Our state government provides services that citizens and businesses depend on, from issuing driver's licenses and overseeing voter registration to operating public universities and maintaining state parks. Our state's quality of life and economic prospects are shaped largely by how well we serve the people who work and live here.
The recession that has plagued the United States has led to fewer state workers who serve more citizens when demand for services is high. These workers - who include correction officers, caseworkers and State Patrol officers - are meeting the challenge of doing more with less. The nature of state government is changing and Gov. Inslee is asking state workers and industry leaders to identify more ways we can modernize our government, cut costs and maintain a high quality of service to taxpayers.
Gov. Inslee's government reform priorities:
- Empower state employees to find efficiencies through greater use of Lean Management. Many of Washington's successful businesses such as Boeing, MacDonald-Miller, Group Health and Virginia Mason have used lean management strategies to reduce costs while improving customer service. Lean management is an approach that asks those who know best - our frontline employees - to identify strategies to help them serve the people of Washington more quickly and easily. These efficiencies will help us prevent additional cuts to essential services and programs.

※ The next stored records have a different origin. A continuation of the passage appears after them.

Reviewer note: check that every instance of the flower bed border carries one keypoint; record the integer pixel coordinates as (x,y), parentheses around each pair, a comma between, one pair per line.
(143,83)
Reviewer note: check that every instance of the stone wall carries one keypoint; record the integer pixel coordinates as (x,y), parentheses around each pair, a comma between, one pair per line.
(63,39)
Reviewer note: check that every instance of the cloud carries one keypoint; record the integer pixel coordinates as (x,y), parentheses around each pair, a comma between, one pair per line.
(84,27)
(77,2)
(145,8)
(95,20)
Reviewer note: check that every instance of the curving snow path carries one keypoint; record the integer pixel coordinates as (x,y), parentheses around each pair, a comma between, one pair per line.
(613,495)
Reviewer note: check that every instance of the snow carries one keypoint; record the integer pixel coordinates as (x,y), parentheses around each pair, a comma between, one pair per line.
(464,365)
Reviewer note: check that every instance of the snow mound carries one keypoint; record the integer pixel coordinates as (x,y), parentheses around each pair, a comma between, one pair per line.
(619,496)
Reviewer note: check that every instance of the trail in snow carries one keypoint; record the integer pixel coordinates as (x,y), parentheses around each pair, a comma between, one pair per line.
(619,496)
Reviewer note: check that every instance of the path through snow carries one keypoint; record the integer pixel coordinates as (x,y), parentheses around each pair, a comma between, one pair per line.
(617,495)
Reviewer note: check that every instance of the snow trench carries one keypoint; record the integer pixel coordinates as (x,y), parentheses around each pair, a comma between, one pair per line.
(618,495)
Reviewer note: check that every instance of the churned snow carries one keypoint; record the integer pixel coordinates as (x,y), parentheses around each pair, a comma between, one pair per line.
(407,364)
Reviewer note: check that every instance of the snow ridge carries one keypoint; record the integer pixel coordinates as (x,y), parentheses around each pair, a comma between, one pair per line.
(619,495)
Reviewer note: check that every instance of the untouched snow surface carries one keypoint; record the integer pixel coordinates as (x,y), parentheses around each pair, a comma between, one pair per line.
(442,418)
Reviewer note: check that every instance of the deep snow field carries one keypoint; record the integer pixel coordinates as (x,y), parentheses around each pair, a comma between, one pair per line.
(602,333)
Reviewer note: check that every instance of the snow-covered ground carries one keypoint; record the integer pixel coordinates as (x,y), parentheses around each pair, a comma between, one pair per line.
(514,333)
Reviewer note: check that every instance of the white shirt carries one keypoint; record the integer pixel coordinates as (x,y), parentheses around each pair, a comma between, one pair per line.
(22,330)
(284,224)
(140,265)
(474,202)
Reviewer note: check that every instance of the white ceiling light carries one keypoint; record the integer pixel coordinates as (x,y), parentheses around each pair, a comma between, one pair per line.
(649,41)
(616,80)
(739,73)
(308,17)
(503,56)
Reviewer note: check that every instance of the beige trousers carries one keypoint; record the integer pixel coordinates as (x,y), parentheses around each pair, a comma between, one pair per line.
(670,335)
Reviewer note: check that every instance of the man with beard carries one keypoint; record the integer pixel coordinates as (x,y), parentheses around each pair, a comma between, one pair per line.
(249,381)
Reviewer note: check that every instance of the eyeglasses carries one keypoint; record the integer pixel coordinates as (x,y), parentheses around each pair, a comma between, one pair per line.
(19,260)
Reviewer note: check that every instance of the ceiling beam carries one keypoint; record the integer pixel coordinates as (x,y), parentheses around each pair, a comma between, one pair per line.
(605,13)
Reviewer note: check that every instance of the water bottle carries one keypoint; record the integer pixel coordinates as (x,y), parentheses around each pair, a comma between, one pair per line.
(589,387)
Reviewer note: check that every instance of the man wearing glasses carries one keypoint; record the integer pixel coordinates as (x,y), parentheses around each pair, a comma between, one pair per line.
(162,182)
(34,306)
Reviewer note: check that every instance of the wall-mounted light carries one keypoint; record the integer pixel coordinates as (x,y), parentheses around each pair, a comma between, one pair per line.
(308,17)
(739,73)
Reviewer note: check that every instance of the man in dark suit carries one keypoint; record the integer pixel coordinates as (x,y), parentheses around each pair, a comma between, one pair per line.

- Improve the state procurement process. Gov. Inslee is doing what states such as Delaware, Florida, California and Virginia have done - establishing online procurement portals that give small businesses, women- and minority-owned businesses and the public more access to view state business opportunities, offer bids on state contracts and identify potential savings in current contracts.
- Streamline state government with a focus on growing private-sector jobs. Gov. Inslee's administration is focused on identifying how state government can remove barriers and support economic development efforts. He's directing all state agencies to identify ways to improve government-business interactions, including streamlining business and occupation tax collections and reforming regulatory and permitting processes.